4. Operating Cost/Operating Expense: The cost of operating a business organization.
5. Fixed Costs: The costs of operating the business, which do not change as the volume of
production increases.
6. Markup: The amount that a business adds to the variable cost of making a product, in
order to set its selling price.
7. Contribution Margin: The markup expressed as the percentage of the selling price.
8. Skimming: The strategy of charging a high price, expecting a small volume of sales, but
making a large contribution from each.
9. Price sensitivity: The degree to which the price of a product affects consumers’
willingness to buy.
10. Penetration Pricing: The strategy of charging a low price, and relying on a large volume
of sales, making a small contribution from each.
11. Break even analysis: A tool that helps managers understand the relationship between
their costs, their chosen price, and the number of units that the business must sell in
order to make a profit.
12. Break even quantity: The minimum number of units a business must sell in order to
recover all costs and begin to make profit.
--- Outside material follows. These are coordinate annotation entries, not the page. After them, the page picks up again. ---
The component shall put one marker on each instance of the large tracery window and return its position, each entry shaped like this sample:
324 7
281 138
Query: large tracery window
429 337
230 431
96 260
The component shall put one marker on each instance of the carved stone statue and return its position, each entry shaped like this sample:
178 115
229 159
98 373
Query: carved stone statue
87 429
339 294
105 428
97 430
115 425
13. Psychological Pricing: A range of tactics designed to appeal to consumers’ emotions.
14. Odd-Even Pricing: A strategy of setting the price of a product just below the whole
dollar amount.
15. Bundle Pricing: Packaging several products together and offering the combined package
a single price that is less than the sum of the parts.
16. Total costs: The accumulation of variable cost and fixed costs of a business.